C. Tumbuhan Berbiji (Spermatophyta)
Tumbuhan berbiji (Spermatophyta) merupakan golongan tumbuhan dengan
tingkat perkembangan filogenetik tertinggi. Ciri khas yang dimiliki oleh
tumbuhan berbiji yaitu berupa biji (dalam bahasa Yunani: sperma).
Tumbuhan berbiji (Spermatophyta) terdiri dari dua sub-divisio yaitu
Gymnospermae, Tumbuhan berbiji terbuka merupakan tumbuhan yang bakal
bijinya
tidak dilindungi oleh daun buah. Tumbuhan ini belum mempunyai bunga,
organ yang berfungsi sebagai bunga adalah strobilus. dan Angiospermae,
Angiospermae (Tumbuhan Biji Tertutup)
Tumbuhan biji tertutup merupakan tumbuhan yang memiliki pelindung biji.
(Tjitrosoepomo, 2010)
2.2 Model Pembelajaran

2.2.1. Model Pembelajaran Kooperatif Problem Solving


Problem solving adalah proses yang dirancang untuk melakukan ini membantu
siswa memecahkan masalah. Pemecahan masalah memiliki dua arti: proses
pemecahan masalah itu sendiri dan hasil dari upaya untuk memecahkan suatu
masalah atau solusi. Ketika dihadapkan dengan masalah, siswa dapat menggunakan
keterampilan pemecahan masalah mereka untuk memilih solusi dan mengembangkan
proses berpikir mereka dengan cara yang memperluas mereka. Pernyataan ini
dikemukakan oleh Syaiful Bahri Djamarah dan Aswan Zain (2010) bahwa model
pembelajaran berbasis masalah memberikan kesempatan kepada siswa untuk
memecahkan masalah secara mandiri sehingga mereka dapat memperoleh konsep
dan menerapkan konsep-konsep tersebut, diperkuat dengan menyatakan bahwa itu
adalah model pembelajaran. (Asfar, 2018)

Problem solving merangsang pengembangan kemampuan berpikir siswa


secara kreatif dan menyeluruh, karena dalam pembelajarannya siswa banyak
melakukan proses mental dengan menyoroti permasalahan dari berbagai segi dalam
rangka mencari pemecahan.

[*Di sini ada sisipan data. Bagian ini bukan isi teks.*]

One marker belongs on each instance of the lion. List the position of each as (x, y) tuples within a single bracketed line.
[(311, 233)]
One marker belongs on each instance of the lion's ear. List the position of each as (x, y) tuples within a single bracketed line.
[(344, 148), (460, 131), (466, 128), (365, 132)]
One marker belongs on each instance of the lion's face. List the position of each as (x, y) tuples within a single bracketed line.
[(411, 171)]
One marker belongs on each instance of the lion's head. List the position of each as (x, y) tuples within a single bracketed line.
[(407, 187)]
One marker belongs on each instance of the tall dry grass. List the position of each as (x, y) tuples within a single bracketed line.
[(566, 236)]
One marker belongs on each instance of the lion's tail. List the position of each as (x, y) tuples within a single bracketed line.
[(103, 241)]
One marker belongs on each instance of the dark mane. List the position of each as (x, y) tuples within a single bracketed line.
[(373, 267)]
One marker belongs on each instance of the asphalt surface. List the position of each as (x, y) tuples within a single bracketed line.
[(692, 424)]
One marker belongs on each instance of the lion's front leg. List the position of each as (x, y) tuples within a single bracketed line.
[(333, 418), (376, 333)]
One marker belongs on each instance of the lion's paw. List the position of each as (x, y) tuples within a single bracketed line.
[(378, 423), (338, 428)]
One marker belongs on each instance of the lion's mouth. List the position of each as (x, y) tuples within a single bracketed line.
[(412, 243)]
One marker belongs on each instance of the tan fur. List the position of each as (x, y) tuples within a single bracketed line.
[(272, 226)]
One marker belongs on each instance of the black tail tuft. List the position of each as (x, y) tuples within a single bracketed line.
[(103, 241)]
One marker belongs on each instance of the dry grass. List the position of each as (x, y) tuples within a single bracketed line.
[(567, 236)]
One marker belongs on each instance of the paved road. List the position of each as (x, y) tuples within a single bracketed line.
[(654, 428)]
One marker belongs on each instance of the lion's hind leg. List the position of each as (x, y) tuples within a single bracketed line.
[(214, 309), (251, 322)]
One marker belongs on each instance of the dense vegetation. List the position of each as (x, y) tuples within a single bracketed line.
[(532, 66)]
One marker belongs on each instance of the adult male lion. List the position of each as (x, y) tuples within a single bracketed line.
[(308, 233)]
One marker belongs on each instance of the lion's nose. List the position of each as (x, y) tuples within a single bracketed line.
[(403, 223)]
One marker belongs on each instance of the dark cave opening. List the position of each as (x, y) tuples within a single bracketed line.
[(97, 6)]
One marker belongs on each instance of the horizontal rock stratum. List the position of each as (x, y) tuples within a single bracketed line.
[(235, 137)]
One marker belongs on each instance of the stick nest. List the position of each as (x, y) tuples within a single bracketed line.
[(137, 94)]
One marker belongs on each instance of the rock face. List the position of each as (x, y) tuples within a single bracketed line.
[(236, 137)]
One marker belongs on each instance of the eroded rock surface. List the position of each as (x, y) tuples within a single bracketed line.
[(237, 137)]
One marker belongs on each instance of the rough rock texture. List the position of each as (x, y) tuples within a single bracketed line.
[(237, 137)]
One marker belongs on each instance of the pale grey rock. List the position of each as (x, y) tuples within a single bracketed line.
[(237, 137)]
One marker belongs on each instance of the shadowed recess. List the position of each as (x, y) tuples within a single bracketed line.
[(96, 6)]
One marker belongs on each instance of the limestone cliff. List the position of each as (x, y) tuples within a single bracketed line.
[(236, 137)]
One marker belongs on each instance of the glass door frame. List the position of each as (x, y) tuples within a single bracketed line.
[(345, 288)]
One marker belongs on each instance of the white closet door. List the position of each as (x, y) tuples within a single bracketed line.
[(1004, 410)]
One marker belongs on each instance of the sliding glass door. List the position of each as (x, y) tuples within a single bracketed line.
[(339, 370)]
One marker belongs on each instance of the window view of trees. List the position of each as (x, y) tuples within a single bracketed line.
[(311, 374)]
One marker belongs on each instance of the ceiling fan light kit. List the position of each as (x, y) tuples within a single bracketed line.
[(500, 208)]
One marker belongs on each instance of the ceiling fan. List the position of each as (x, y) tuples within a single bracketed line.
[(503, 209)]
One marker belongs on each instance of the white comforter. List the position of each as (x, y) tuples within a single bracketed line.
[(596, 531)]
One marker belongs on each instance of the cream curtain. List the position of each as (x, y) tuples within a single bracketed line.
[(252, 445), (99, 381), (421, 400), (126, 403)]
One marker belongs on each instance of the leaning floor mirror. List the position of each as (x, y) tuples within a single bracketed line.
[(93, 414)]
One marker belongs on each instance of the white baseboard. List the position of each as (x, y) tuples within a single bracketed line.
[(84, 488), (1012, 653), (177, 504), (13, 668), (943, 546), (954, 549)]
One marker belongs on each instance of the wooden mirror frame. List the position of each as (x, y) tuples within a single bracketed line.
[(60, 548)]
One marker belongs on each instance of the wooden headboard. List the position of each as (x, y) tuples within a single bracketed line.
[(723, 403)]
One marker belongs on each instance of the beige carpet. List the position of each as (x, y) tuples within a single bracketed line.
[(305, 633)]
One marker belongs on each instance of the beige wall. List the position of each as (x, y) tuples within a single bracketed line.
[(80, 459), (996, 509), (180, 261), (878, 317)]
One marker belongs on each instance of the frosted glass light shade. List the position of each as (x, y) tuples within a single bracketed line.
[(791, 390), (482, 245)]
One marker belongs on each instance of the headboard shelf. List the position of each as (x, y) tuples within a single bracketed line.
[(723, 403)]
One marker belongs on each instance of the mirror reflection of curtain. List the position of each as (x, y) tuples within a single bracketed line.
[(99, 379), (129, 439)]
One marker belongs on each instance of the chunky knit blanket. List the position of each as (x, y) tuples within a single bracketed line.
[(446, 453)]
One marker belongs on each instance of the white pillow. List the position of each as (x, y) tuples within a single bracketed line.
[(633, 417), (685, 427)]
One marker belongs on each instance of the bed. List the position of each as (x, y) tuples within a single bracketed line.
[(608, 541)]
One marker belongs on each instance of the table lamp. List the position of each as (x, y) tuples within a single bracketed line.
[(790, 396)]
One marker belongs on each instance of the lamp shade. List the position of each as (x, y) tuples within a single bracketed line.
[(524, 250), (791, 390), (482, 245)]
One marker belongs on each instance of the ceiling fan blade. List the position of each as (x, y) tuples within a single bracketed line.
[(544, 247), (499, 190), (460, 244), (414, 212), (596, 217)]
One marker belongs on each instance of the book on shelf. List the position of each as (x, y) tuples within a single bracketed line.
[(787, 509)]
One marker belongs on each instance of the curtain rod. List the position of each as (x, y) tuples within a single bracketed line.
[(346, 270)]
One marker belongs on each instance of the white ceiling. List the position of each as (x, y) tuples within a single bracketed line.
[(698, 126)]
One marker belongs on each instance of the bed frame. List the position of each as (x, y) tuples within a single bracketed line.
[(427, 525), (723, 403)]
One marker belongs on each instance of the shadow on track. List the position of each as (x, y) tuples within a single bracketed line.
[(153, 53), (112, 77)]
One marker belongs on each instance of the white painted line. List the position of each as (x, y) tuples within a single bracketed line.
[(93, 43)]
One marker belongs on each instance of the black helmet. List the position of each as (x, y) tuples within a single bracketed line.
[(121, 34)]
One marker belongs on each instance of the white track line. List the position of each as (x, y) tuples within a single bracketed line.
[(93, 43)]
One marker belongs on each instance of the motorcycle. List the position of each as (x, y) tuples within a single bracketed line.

Kegiatan Problem solving dapat membangun
pemahaman kognitif siswa menjadi lebih mendalam, sehingga hasil belajar siswa
dapat meningkat menjadi lebih baik. Pada tahap ini guru berkaloborasi dengan siswa
untuk memilih kirakira soal mana saja yang perlu dilanjutkan pada proses
penyelesaian dari beberapa pertanyaan yang dimunculkan siswa pada tahap
sebelumnya (Isrok’atun, 2019). Kelebihan model pembelajaran Creative Problem
Solving menurut Shoimin (2016), yaitu:

1. Melatih peserta didik untuk mendesain suatu penemuan.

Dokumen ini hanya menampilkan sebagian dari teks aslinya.